Signing on the dotted line can mean different things at different times to different people. It can be as simple as in signing to buy groceries or get one's car repaired or a little more serious as in signing one's tax forms or a home loan.
Or it can be as important as signing that next big-money NFL contract, to keep playing for one's current team or to change gears and start playing for another team.
Funny how Bilal Powell decided that whenever he became a free agent, he never wanted to sign off from the Jets.
"I had a couple of opportunities to leave, to go play for some Super Bowl-contending and playoff-contending teams," Powell reflected with newyorkjets.com's Eric Allen the day before he signed his one-day deal to retire as a Jet. "I remember one year, two of the teams that wanted me in free agency ended up playing each other in the Super Bowl.
"I just always chose to come back to New York because I always wanted to see the trophy come back here again.
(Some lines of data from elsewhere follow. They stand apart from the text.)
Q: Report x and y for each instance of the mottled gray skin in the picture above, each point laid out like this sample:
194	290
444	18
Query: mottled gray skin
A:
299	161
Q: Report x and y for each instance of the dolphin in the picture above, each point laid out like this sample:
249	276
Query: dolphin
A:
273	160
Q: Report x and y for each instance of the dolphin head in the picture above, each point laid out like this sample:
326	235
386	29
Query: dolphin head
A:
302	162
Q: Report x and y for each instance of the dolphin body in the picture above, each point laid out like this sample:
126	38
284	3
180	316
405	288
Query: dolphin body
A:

It was a thing for me, deep down, when I signed my name on that contract to become a New York Jet, that I wanted to stay a New York Jet, and that was for me personally. I always wanted to see the trophy come back, not only for myself, but for the Jets fan base. I knew if we could just get that thing back, that atmosphere in that stadium, the culture in that stadium, is insane. I just always wanted to see that trophy back here."
Powell never got to do that, never even got to play in a playoff game as a Jets RB from his first day in the pros till his last. But he got a taste of the postseason in 2015, when the Jets played at Buffalo in the regular-season finale needing a win to get into the AFC playoff grid. Instead, they lost 22-17.
"I go back a lot," he said. "I just knew if we would've gotten in, we would've run the table. I think we were that late-season team that nobody wanted to play. If we would've just gotten into the playoffs, I think we would've had a chance at running the table."
Some fans might say Powell is being a pigskin Pollyanna with that thought, but no matter. Many more fans grew to enjoy his nine-year career in green and white, to embrace No. 29. They were disappointed the Jets didn't make it to the playoffs, but once that was said, they got great satisfaction out of Powell's relentless game, his impressive numbers, his emerging attitude. And he reflected that great satisfaction back on his followers.
"It's not easy being a fan favorite in New York — there's some tough fans out there," Powell said. "But once they love you, they love you. It's one of the funnest teams and cities to play the game of football in. That fan base on gameday, it's something you just have to experience for yourself. ... Once the fans love you, it's like OK, I'm established. I think I never really tried to focus on that. But being who I was and staying consistent in who I was, I think that grew on the fans."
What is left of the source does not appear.